Zellie, another friend, had a distinguished career in the human resources field — and clearly loved that work. But he found a new vocation in retirement that enlivened him: building a distinctive kind of house for bluebirds, which are an endangered species. He found his place of deep gladness in teaching others how to do the same.
Passion, zeal, joy and love — the distinctive signs of living our true calling from God.
Last month, I saw these same signs in some people right here in Dalton. As part of the Leadership Dalton program, I got to spend a morning at Westwood Elementary. There, I saw, firsthand, the work that the teachers are doing in literacy education. Boy, have things changed in the 50 (yikes!) years since I was in the primary grades! Gifted instructors are helping kids learn to read and write, as usual, but the way they do it, and the excitement I saw there — in both teachers and students — was breathtaking.
The kids were amazing — working independently and in small groups, helping each other read and write their own stories, even as early as kindergarten. But what inspired me most was the passion of the teachers.
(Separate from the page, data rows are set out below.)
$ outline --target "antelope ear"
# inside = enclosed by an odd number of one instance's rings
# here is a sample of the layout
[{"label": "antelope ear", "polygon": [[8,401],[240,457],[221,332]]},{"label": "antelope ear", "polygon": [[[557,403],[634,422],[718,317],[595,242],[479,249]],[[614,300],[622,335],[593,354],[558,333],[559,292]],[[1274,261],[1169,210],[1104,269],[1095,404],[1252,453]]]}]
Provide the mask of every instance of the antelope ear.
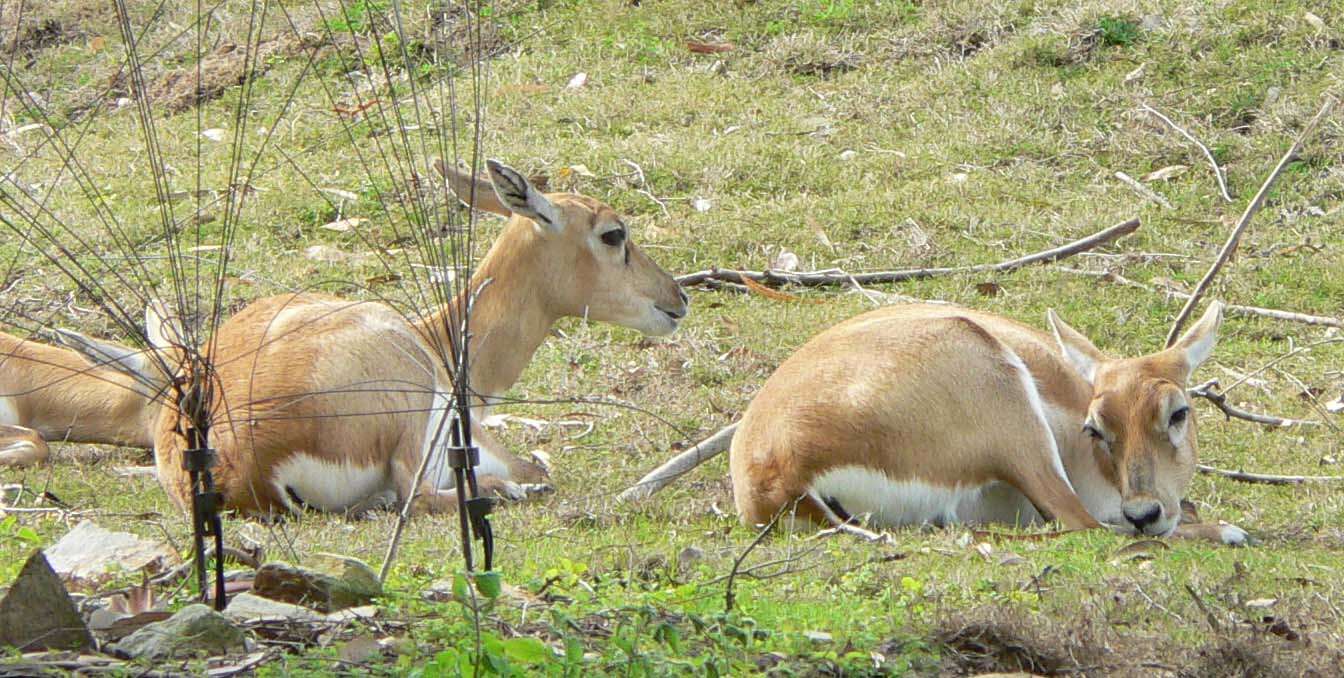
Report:
[{"label": "antelope ear", "polygon": [[448,188],[452,189],[453,195],[468,207],[506,217],[513,214],[503,202],[500,202],[499,196],[495,194],[495,187],[490,185],[489,181],[474,177],[456,167],[450,167],[443,158],[434,159],[434,169],[448,182]]},{"label": "antelope ear", "polygon": [[1218,343],[1218,327],[1222,324],[1223,302],[1215,301],[1209,304],[1207,311],[1204,311],[1204,317],[1172,345],[1172,350],[1180,351],[1185,359],[1187,381],[1190,375],[1213,355],[1213,347]]},{"label": "antelope ear", "polygon": [[125,374],[151,390],[166,386],[171,379],[158,364],[149,359],[149,353],[138,348],[80,334],[73,330],[52,330],[56,342],[80,354],[99,367],[108,367]]},{"label": "antelope ear", "polygon": [[559,210],[527,177],[498,160],[487,160],[485,164],[490,168],[490,182],[495,185],[495,193],[514,214],[527,217],[552,231],[560,230]]},{"label": "antelope ear", "polygon": [[1055,342],[1059,344],[1060,353],[1064,354],[1064,358],[1087,383],[1093,383],[1097,377],[1097,366],[1106,360],[1106,356],[1082,333],[1060,320],[1055,309],[1046,311],[1046,319],[1050,323],[1050,332],[1055,335]]},{"label": "antelope ear", "polygon": [[187,333],[182,319],[168,312],[160,299],[150,299],[145,306],[145,338],[149,345],[160,351],[177,351],[186,345]]}]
From that kindergarten teacher right up to Angela, the principal, they are all involved in helping kids to read and write with comprehension. Even the smallest move forward in those kids brings cheers and tears to their eyes. They understand that the world’s great need is for people who can read with understanding — folks who can listen deeply, then communicate what they think, feel and know, in return. What a blessing it was to be in the presence of so many who know where their deep gladness is found — and choose to share that calling to meet the world’s great need.
Many of us are searching for new ways of being in these times that are changing so rapidly. Many of us are wondering why we are here and for what need, great or small, God has called us. Where we might look is in the places in our lives where we feel deep joy, and in those activities that charge us up with passion, fill us with love for each other and answer a real need. There is found a pathway to our true calling, and to the life that God desires for us and for the good of the whole world.
The Rev. Patricia M. Grace is rector of St. Mark’s Episcopal Church in Dalton.